Le président ghanéen John Dramani Mahama a appelé, à Belgrade, le Mouvement des non-alignés à passer des déclarations à l’action concrète. Il réclame notamment une réforme profonde du Conseil de sécurité de l’ONU pour y intégrer l’Afrique de façon permanente.
Le président ghanéen John Dramani Mahama s’est exprimé mardi 1er septembre 2026 à Belgrade, lors de la réunion commémorative de haut niveau marquant le 65e anniversaire du Mouvement des non-alignés (MNA). Il a estimé qu’il n’était plus acceptable que l’Afrique demeure exclue de la représentation permanente au Conseil de sécurité des Nations unies.
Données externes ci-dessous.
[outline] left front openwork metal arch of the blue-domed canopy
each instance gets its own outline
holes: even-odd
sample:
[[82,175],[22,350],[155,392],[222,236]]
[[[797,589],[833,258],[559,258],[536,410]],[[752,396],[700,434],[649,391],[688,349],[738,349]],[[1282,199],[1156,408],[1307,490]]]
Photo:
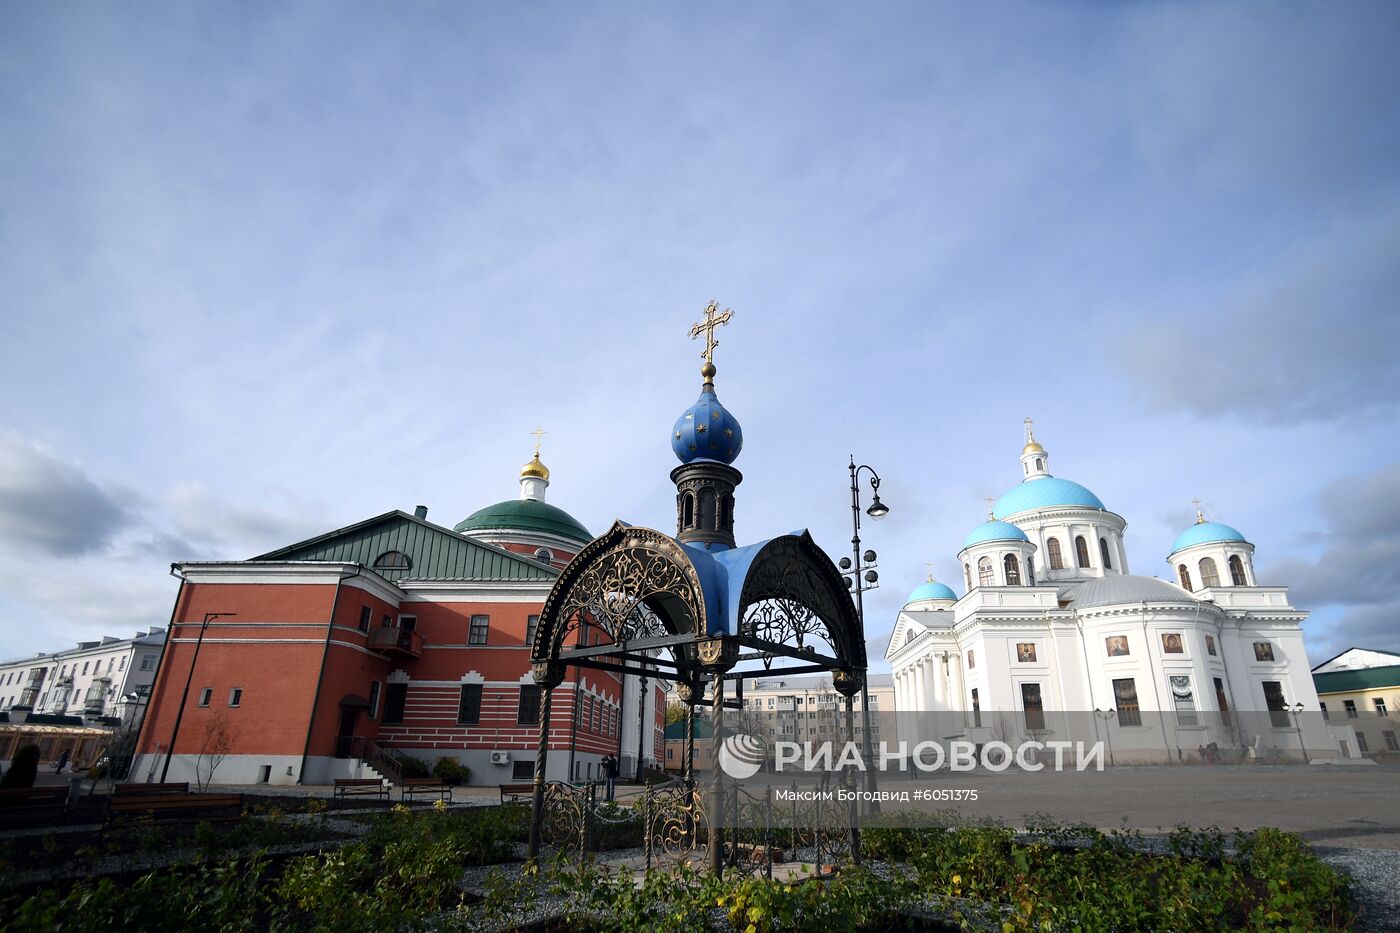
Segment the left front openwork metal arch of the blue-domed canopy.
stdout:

Le sommet, placé sous le thème « L’héritage du non-alignement : leçons pour le monde d’aujourd’hui », réunissait des délégations de plus de trente pays d’Afrique, d’Asie, d’Europe et d’Amérique latine.
Pour le chef de l’État ghanéen, le MNA, qui compte aujourd’hui 120 États membres et représente la majorité de la population mondiale, doit préserver son autonomie stratégique. Il a appelé le mouvement à transformer son poids collectif en une véritable influence géopolitique, plutôt qu’à rester passif face aux injustices internationales.
Mahama a rappelé le rôle historique du Ghana dans la fondation du mouvement en 1961, aux côtés du président yougoslave Josip Broz Tito, du Premier ministre indien Jawaharlal Nehru, du président égyptien Gamal Abdel Nasser et du président indonésien Sukarno.
S’appuyant sur la pensée du premier président ghanéen, Kwame Nkrumah, qui déclarait : « Nous ne regardons ni vers l’Est ni vers l’Ouest ; nous regardons vers l’avenir », il a appelé à redéfinir le non-alignement dans un contexte international marqué par de profondes divisions. « Nos déclarations doivent se traduire par des actions diplomatiques concrètes », a-t-il souligné.
Selon un rapport diffusé par le Groupe APO au nom de la présidence ghanéenne, John Mahama a appelé à une restructuration urgente des institutions de gouvernance mondiale, avec une attention particulière portée au Conseil de sécurité de l’ONU. Il a jugé dépourvue de légitimité une architecture internationale qui continue d’exclure l’Afrique d’une représentation permanente au sein de cet organe.
Le président ghanéen a réaffirmé le soutien de son pays à la Position commune africaine consacrée par le Consensus d’Ezulwini et la Déclaration de Syrte. Celle-ci réclame des sièges permanents pour l’Afrique au Conseil de sécurité, assortis d’un droit de veto, ainsi qu’une augmentation du nombre de sièges non permanents attribués au continent.
Mahama a également évoqué l’adoption de la résolution A/RES/80/250 de l’Assemblée générale de l’ONU, reconnaissant l’esclavage comme un crime grave contre l’humanité. Il y voit une illustration de la capacité des pays du Sud à obtenir des avancées lorsqu’ils unissent leurs forces, et a exhorté les membres du MNA à capitaliser sur cette dynamique. « Le monde d’aujourd’hui a besoin d’un système multilatéral plus fort, plus représentatif et plus à l’écoute », a-t-il déclaré.